Building inspectors check structures such as homes and commercial buildings for compliance with government building codes and safety guidelines. In addition to having an eye for detail, this career requires a thorough understanding of building codes and construction processes, which you can usually gain through on-the-job training, self-study and, possibly, a post-secondary program in building inspection technology. Building inspectors often need to obtain state-specific certification or licensure as well, which can involve additional education and experience requirements along with a final exam.
Building inspectors use their knowledge of building safety codes and construction to verify that structures, utility systems, foundations and all other building components meet governmental standards. They coordinate with those involved with the construction process to schedule regular inspections, analyze blueprints and drawings, note issues needing correction, and complete extensive documentation about their findings. These duties require building inspectors to have good physical stamina, solid communication skills, an attention to detail and excellent mechanical knowledge. In addition to working at the building site, inspectors also spend some time in the office, maintaining records and performing computer-based tasks such as creating spreadsheets and reports.
Employers generally seek high school graduates for building inspector jobs, but they may want you to have a building inspection technology certificate or an associate's degree from a community college or trade school.
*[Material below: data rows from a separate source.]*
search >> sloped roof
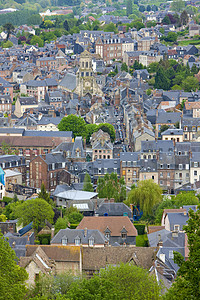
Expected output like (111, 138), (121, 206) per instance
(77, 216), (137, 236)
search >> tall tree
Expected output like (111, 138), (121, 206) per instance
(125, 179), (162, 216)
(97, 173), (126, 202)
(0, 233), (28, 300)
(180, 10), (189, 25)
(171, 0), (185, 12)
(126, 0), (133, 16)
(155, 66), (170, 90)
(164, 209), (200, 300)
(83, 173), (94, 192)
(15, 198), (54, 235)
(58, 115), (87, 137)
(3, 23), (15, 40)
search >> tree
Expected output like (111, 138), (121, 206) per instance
(126, 0), (133, 16)
(0, 233), (28, 300)
(165, 31), (177, 43)
(3, 23), (15, 40)
(83, 173), (94, 192)
(164, 209), (200, 300)
(171, 0), (185, 12)
(139, 5), (145, 12)
(121, 63), (128, 72)
(146, 4), (151, 11)
(67, 264), (161, 300)
(38, 182), (54, 205)
(160, 125), (169, 133)
(97, 173), (126, 202)
(86, 124), (98, 144)
(98, 123), (115, 143)
(1, 41), (13, 48)
(182, 76), (199, 92)
(180, 10), (189, 25)
(58, 115), (87, 137)
(63, 20), (70, 31)
(30, 35), (44, 47)
(125, 179), (162, 216)
(55, 218), (68, 234)
(15, 198), (54, 235)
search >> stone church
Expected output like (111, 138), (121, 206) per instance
(74, 50), (103, 97)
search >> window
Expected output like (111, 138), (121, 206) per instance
(62, 237), (67, 246)
(169, 250), (174, 259)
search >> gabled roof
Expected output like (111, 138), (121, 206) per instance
(77, 216), (137, 236)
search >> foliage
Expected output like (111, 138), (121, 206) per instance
(83, 173), (94, 192)
(38, 182), (54, 206)
(164, 209), (200, 300)
(0, 233), (28, 300)
(97, 173), (126, 202)
(182, 76), (199, 92)
(171, 0), (185, 12)
(121, 63), (128, 72)
(15, 198), (54, 234)
(125, 179), (162, 216)
(58, 115), (87, 137)
(3, 23), (15, 39)
(126, 0), (133, 16)
(67, 264), (160, 300)
(1, 41), (13, 48)
(86, 124), (98, 144)
(0, 214), (7, 222)
(55, 217), (68, 234)
(28, 272), (79, 300)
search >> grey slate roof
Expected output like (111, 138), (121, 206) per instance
(51, 228), (108, 245)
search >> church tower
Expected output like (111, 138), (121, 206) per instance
(75, 50), (103, 97)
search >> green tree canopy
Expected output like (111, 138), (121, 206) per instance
(0, 233), (28, 300)
(58, 115), (87, 137)
(125, 179), (162, 216)
(182, 76), (199, 92)
(67, 264), (161, 300)
(3, 23), (15, 40)
(83, 173), (94, 192)
(55, 218), (69, 234)
(15, 198), (54, 234)
(171, 0), (185, 12)
(97, 173), (126, 202)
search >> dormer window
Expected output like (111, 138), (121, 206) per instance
(75, 236), (81, 246)
(89, 236), (94, 247)
(61, 236), (67, 246)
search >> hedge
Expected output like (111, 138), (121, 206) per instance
(134, 224), (145, 235)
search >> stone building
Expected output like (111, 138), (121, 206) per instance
(75, 50), (103, 97)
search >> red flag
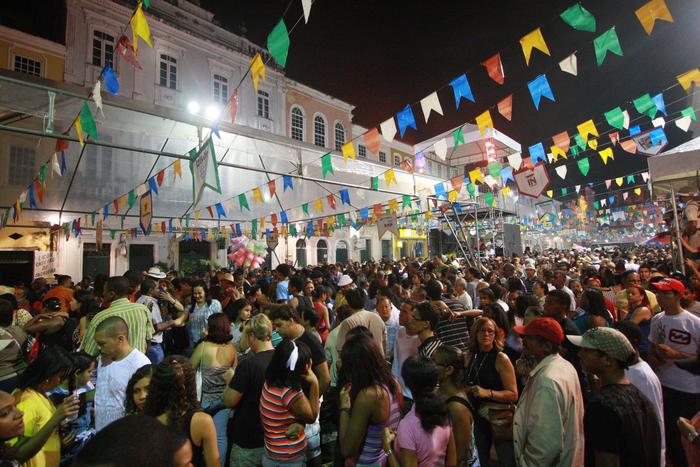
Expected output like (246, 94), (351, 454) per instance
(117, 34), (143, 70)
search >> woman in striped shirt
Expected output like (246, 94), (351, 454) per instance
(260, 339), (320, 467)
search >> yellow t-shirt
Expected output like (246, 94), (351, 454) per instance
(10, 389), (61, 467)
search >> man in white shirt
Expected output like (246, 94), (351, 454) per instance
(95, 316), (151, 431)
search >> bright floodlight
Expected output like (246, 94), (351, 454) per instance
(204, 105), (219, 120)
(187, 101), (199, 115)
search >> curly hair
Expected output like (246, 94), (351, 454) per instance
(143, 355), (200, 427)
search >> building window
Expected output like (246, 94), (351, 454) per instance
(357, 144), (367, 159)
(258, 91), (270, 118)
(15, 55), (41, 76)
(291, 107), (304, 141)
(214, 73), (228, 105)
(314, 115), (326, 148)
(92, 31), (114, 68)
(335, 122), (345, 151)
(7, 144), (36, 186)
(160, 54), (177, 89)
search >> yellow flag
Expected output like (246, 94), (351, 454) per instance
(253, 187), (263, 203)
(384, 169), (398, 186)
(576, 120), (598, 142)
(549, 145), (567, 160)
(520, 28), (551, 65)
(634, 0), (673, 35)
(340, 141), (355, 163)
(676, 68), (700, 92)
(469, 169), (484, 185)
(598, 148), (615, 164)
(314, 198), (323, 213)
(73, 118), (85, 146)
(250, 53), (265, 92)
(476, 110), (493, 136)
(129, 3), (153, 51)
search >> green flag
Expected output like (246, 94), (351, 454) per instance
(267, 19), (289, 68)
(321, 153), (333, 180)
(80, 102), (97, 141)
(559, 3), (595, 32)
(452, 127), (464, 148)
(238, 193), (250, 212)
(593, 26), (622, 66)
(632, 93), (657, 118)
(577, 157), (591, 177)
(603, 107), (625, 130)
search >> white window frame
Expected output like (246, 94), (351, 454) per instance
(289, 104), (306, 142)
(312, 113), (328, 148)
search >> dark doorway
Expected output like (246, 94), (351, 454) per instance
(129, 243), (153, 271)
(0, 250), (34, 286)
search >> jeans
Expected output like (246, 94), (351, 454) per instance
(146, 342), (165, 365)
(202, 400), (231, 467)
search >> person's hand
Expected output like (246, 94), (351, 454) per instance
(284, 423), (304, 440)
(339, 383), (352, 409)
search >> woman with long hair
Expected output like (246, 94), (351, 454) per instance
(124, 365), (153, 415)
(338, 334), (403, 465)
(12, 347), (78, 467)
(465, 317), (518, 466)
(382, 356), (457, 467)
(260, 339), (320, 467)
(143, 355), (221, 467)
(190, 313), (238, 464)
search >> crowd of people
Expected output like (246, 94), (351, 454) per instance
(0, 248), (700, 467)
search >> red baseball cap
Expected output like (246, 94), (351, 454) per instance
(651, 277), (685, 295)
(513, 318), (564, 344)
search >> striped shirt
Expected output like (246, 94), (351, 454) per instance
(260, 381), (306, 461)
(80, 298), (154, 357)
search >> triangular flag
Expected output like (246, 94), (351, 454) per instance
(250, 53), (265, 93)
(676, 68), (700, 93)
(433, 138), (447, 161)
(481, 54), (504, 84)
(559, 52), (578, 76)
(498, 94), (513, 121)
(450, 74), (476, 109)
(267, 19), (289, 68)
(559, 3), (595, 32)
(340, 141), (355, 164)
(420, 91), (443, 123)
(379, 117), (396, 143)
(576, 157), (591, 177)
(476, 110), (493, 137)
(129, 3), (153, 50)
(593, 26), (622, 66)
(527, 75), (554, 110)
(363, 128), (381, 154)
(634, 0), (673, 35)
(520, 28), (551, 65)
(384, 169), (398, 186)
(396, 105), (418, 138)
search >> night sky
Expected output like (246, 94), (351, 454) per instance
(5, 0), (700, 199)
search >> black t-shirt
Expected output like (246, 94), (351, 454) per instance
(583, 384), (661, 467)
(228, 350), (275, 449)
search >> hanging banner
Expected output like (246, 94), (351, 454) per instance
(190, 136), (221, 206)
(139, 190), (153, 235)
(513, 164), (550, 198)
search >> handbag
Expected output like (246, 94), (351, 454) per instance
(479, 402), (515, 441)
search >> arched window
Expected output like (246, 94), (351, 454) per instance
(335, 122), (345, 151)
(316, 239), (328, 264)
(314, 115), (326, 148)
(291, 107), (304, 141)
(296, 239), (306, 267)
(335, 240), (348, 264)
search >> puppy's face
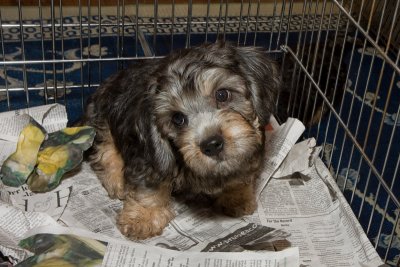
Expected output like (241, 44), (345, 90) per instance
(150, 45), (276, 180)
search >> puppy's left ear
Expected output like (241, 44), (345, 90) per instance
(236, 47), (281, 126)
These programs usually give you experience watching inspections along with coursework on topics such as building codes; blueprint reading; safety; and building construction and utility systems, such as plumbing and electrical components.
You'll also need to check with your state to learn about its building inspection certification or licensure requirements. You may need to complete a state-specific credentialing program or pursue certification through an organization such as the National Institute of Building Inspectors or the International Code Council. You can expect to need to meet any building inspection technology education and experience requirements and take an exam to get your credentials.
Once employed, you can expect to complete on-the-job training, in which another inspector teaches you important techniques and supervises some of your inspections. Your employer usually will have you do some independent study about building codes, and you can expect to complete continuing education as changes occur.
Although some are self-employed, most building inspectors work for local and state governments as well as for firms that offer architectural, engineering, scientific and other professional services. A typical workday can require traveling to multiple sites, performing inspections indoors and outdoors, making your way through tight areas, and working both alone and as part of a team. While you'll likely work a regular day shift, you may work evenings and weekends if you're self-employed, when your employer has a lot of construction activity or if an emergency occurs.
Years of Experience and Salary
A building inspector's median annual salary – meaning half earned more and half earned less – was $59,700 in May 2018, based on data from the U.S. Bureau of Labor Statistics. The 10 percent earning the least made below $35,440, and the 10 percent making the most received more than $97,310. Of the top two employers, local governments paid an average wage of $62,080, while architectural and engineering services firms paid inspectors $63,860, on average. The electric power generation, transmission and distribution industry paid the highest average salary: $89,830.
This July 2019 average salary projection from PayScale shows how building inspectors see modest salary increases as they gain years of experience:
- Less than one year: $44,000
- One to four years: $49,000
- Five to nine years: $54,000
- 10 to 19 years: $58,000
- 20 or more years: $59,000
Job Growth Trend
The BLS expects building and construction instructors to have very good job prospects due to an increased focus on building safety and construction quality. Between 2016 and 2026, this occupation will grow by 10 percent, leading to 10,500 more positions in the field. Governments and engineering firms, in particular, are projected to seek more building inspectors during this time.
You can make your job prospects even better if you have building inspector certification along with relevant training and work experience. However, you may see more fluctuations in demand if you're a self-employed building inspector.